Recently, the Urban Institute held a discussion on 2014 Home Mortgage Disclosure Act (HMDA) data. Neil Bhutta shared findings from the Federal Reserve Board of Governors’ analysis of the data; Core Logic provided a review of 2015 data they have been collecting, and Bing Bai shared the Urban Institute’s new interactive map of HMDA data. The presentations highlighted a number of interesting developments in mortgage lending and showed that while the crisis is over, mortgage lending remains in flux, adjusting to the post-crisis landscape. Purchase lending, while increasing, is still relatively low. The mix of entities providing mortgage lending is different, and as the Urban Institute’s maps indicate, minority households are struggling to access mortgage credit and join the housing recovery.
- According to the Federal Reserve analysis, 2014 HMDA shows that non depository institutions or independent mortgage companies (IMCs) are doing more mortgage lending, at 40 percent of total mortgage lending, a historically high level. Western states are relying most heavily on IMCs, anywhere from 59-75 percent of mortgage lending in those states. Large banks were 36 percent of mortgage lending activity; small banks and credit unions were each nine percent of mortgage lending in 2014.
- Bhutta raised this point and discussed how the housing finance system may be becoming more reliant on less regulated and potentially less financially robust institutions.
- Independent mortgage companies are not covered by the Community Reinvestment Act. This lack of coverage may be significant when we’re concerned about outcomes for low and moderate income borrowers. Federal Reserve research has found that CRA related loans to low and moderate income borrowers outperform non-CRA loans.
- Bhutta also discussed how mortgage loans from IMCs may be more expensive for consumers than getting a mortgage loan from other types of providers, but that 2014 data did not clearly establish this idea.
- Urban Institute has released an interactive map which visualizes 14 years of HMDA data throughout the country. The map provides striking illustrations of mortgage lending trends pre and post crisis in metropolitan areas.

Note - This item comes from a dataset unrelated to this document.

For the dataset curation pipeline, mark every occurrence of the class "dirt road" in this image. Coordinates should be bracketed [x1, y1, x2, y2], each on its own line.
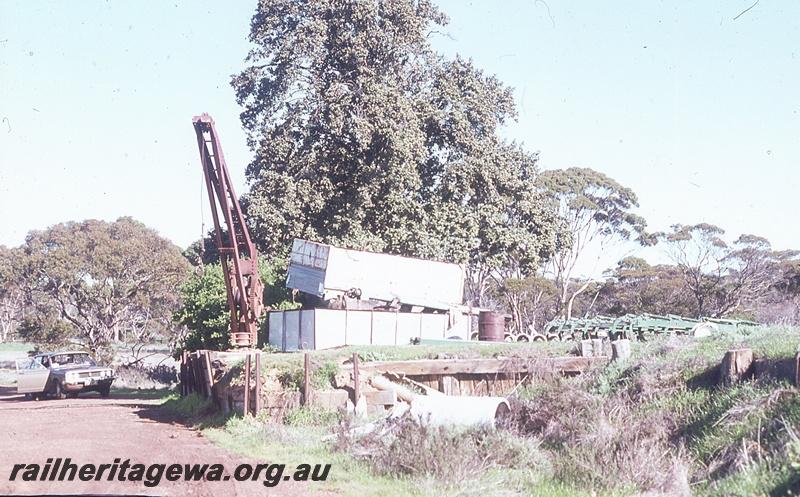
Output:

- While still high, minority homebuyers’ use of Federal Housing Administration (FHA) lending products continued to decline in 2014. However, overall minority shares of purchase loans started to slightly trend upward for the first time in a number of years.
- The ability to repay (ATR) and qualified mortgage (QM) rules went into effect in 2014, but the Federal Reserve’s analysis did not find a disproportionate impact of those rules on lending activity.